Issue- Perspective crop is creating lines in the video that is rendered in that window or rendered to final output, using either software or hardware rendering
Adobe Premiere Pro version number: Anything beyond 24.0.3
Operating system -Windows 11
System Info: CPU, GPU, RAM, HD:
Dual Xeon Gold 6148 CPU at 2.40 GHz
GPU and Driver Version: NVidia RTX A4500 Driver Version 537.58 85 GB
128 GB
> 1TB SSD Free
Video format: File Path: N:\2023-12-22 19-15-29.mp4 Type: MPEG Movie File Size: 48.24 MB Image Size: 3840 x 2160 Frame Rate: 59.94 Source Audio Format: 48000 Hz - Compressed - Stereo Project Audio Format: 48000 Hz - 32 bit floating point - Stereo Total Duration: 00:01:20:43 Pixel Aspect Ratio: 1.0 Alpha: None Color Space: Rec. 709 Color Space Override: Off Input LUT: None Video Codec Type: MP4/MOV H.264 4:2:0
Workflow details: The sequence is an overlay graphic on a main sequence with perspective crop.

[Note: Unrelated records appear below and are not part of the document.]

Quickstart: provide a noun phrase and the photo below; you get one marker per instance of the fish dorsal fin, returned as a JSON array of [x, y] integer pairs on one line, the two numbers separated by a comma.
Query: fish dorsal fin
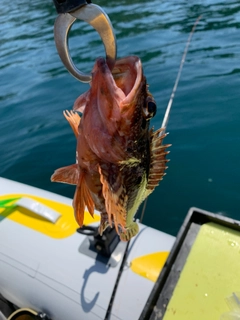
[[82, 198], [69, 174], [73, 119], [115, 199], [158, 160]]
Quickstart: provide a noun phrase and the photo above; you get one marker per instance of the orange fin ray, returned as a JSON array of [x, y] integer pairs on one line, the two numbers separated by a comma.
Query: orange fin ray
[[69, 174], [73, 119], [158, 160], [82, 198], [115, 201]]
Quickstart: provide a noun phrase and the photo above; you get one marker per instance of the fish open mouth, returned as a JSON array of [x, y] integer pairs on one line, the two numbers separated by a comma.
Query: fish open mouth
[[124, 80], [119, 87]]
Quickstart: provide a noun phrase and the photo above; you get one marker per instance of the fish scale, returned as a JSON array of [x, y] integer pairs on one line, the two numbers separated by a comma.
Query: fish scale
[[119, 159]]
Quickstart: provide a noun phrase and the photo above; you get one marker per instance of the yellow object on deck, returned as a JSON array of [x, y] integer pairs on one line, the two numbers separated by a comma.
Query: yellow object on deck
[[149, 266], [64, 227], [210, 274]]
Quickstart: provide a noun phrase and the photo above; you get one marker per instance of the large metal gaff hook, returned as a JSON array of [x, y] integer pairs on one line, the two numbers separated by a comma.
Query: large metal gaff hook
[[98, 19]]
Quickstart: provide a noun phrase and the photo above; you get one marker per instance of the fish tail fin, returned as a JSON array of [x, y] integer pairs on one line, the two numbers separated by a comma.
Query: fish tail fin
[[82, 198], [73, 119], [69, 174], [129, 232]]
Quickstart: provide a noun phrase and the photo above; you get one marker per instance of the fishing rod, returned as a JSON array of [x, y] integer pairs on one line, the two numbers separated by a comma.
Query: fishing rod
[[170, 102]]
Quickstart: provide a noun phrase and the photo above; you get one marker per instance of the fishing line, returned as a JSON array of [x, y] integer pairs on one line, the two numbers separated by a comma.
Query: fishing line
[[167, 112]]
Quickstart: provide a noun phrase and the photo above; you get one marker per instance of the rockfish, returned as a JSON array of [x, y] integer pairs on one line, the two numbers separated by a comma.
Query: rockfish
[[119, 159]]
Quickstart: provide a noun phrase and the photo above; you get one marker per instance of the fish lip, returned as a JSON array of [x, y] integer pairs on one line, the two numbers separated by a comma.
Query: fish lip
[[134, 69], [101, 65]]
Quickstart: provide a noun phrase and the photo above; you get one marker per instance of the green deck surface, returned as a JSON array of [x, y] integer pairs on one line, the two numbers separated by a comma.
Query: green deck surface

Steps to reproduce- (Very important!) Bring a video into a sequence and perform a perspective crop. This crop will show multiple vertical lines. The proxy/preview will show lines and the final render will also contain these lines. This also appears with the same version of Media Encoder when encoding the file. Fix: use version 24.1 or earlier but later than 24.0.3. This has also been reported in the Community Forum circa this past December. One person reported that adding additional effects before and after (Transparency and Invert) solved this, but it did not for me.

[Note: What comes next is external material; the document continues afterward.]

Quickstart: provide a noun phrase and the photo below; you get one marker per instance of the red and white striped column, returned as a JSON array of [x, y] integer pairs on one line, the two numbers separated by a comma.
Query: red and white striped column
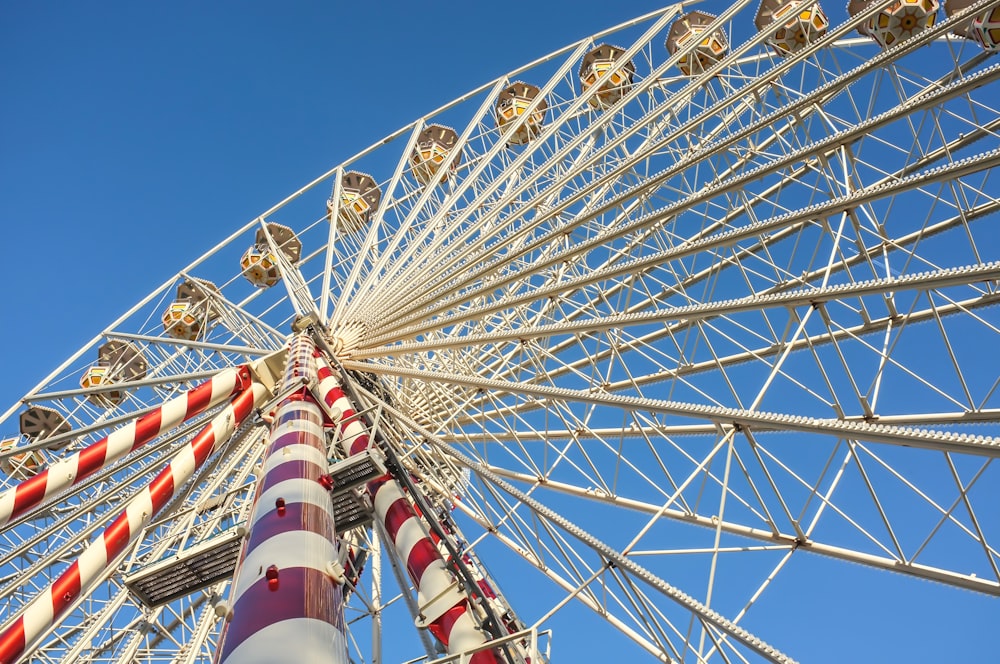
[[454, 626], [286, 605], [73, 469], [42, 612]]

Expected result- When reverting to version 24.0.3 of Premiere (and Media Encoder) the issue does not appear.
Actual result- Version 24.1 still shows this bug. Perspective crop apparently uses software and not hardware encoding and since the bug appears after 24.0.3 it seems Adobe introduced this bug after 24.0.3.
BugUnresolved
TOPICS
Editing and playback
,
Export
,
Graphics
,
Performance or Stability
It was not working in the beta on the day of that posting. Nor was it acknowledged as a bug, hence my posting which said exactly which version it needs to be reverted to in order to work.